Monday, June 26, 2017

FIREFLIES

A few nights ago as I watched television, I glanced through the open blinds on the French doors and saw pinpoints of lights glowing near the back porch. Aliens landing? A reflection from the television screen? No, the tiny flashes were fireflies! Memories of summer nights in my childhood flooded my mind. I hadn’t seen “lightning bugs” in years, and I had the impulse to fetch a jar from the kitchen and begin collecting them as I had done when I was a child.

I’m not wrong in supposing that fireflies, like many insects, birds, and plants, have been disappearing from forests, fields, and marshes throughout the world, particularly in humid, warm locales near water. Research shows that fireflies once populated these areas in such numbers that people profited from sponsoring firefly tours. However, pollution, pesticides, logging, and development of waterways have contributed to the demise of these magical beetles that once lit up summer nights. Even light that streams from our homes and streets have taken over the night and disturb the fireflies’ flashing patterns.

I’ll miss the light show of these winged beetles that still takes place in the Great Smokies National Park of Appalachia in late June. We visited there only a few weeks ago but the show wasn’t scheduled during our stay. According to The Week magazine, this particular species of lightning bugs that frequent a hardwood forest in the Smokies are synchronous and blink in unison during their mating ritual… but the ritual ends with their death. Sightseers visit the area in hordes to see the luminescent show. In southeast Asia, tropical fireflies also precisely synchronize their flashing. A few unlighted lightning bugs use only pheromones to signal their mates, but most species use bioluminescence to do their courting.

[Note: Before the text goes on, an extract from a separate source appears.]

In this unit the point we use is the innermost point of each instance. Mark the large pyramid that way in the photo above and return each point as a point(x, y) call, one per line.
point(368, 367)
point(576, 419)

Those who have poignant memories of lightning bugs flashing in the summer nights of their youth can contribute to their “lastingness” by avoiding the use of pesticides in the yard, by leaving old logs near their homes intact, by not mowing often as the bugs love long grass, and instead of leaving the blinds on doors open at night, close them so the fireflies aren’t confused by human lighting devices and fail to attract mates.

Robert Frost was evidently fascinated with fireflies and wrote a wry verse about “Fireflies in the Garden:”*

“Here come real stars to fill the upper skies,
And here on earth come emulating flies,
That though they never equal stars in size,
(And were they ever really stars at heart?)
Achieve at times a very star-like start.
Only, of course, they can’t sustain the part.”

P.S. If you see fireflies in the night and have an impulse to get a jar and start collecting, don’t forget to let them out the following day.

  • quote from The Poetry Foundation


Monday, June 19, 2017

TO SLEEP, PERCHANCE TO DREAM

There's nothing like a Monday morning after a night of insomnia. If I had a “regular” job, I’d be disturbed knowing I would experience a non-productive day. However, even in my retirement jobs, lack of restorative sleep during “night shifts,” gives me pause. I don’t feel comforted knowing that half of us humans have insomnia at some time during a given year. And the fact that 40% of women in the U.S. experience nocturnal awakenings doesn’t lessen my dismay over lack of sleep.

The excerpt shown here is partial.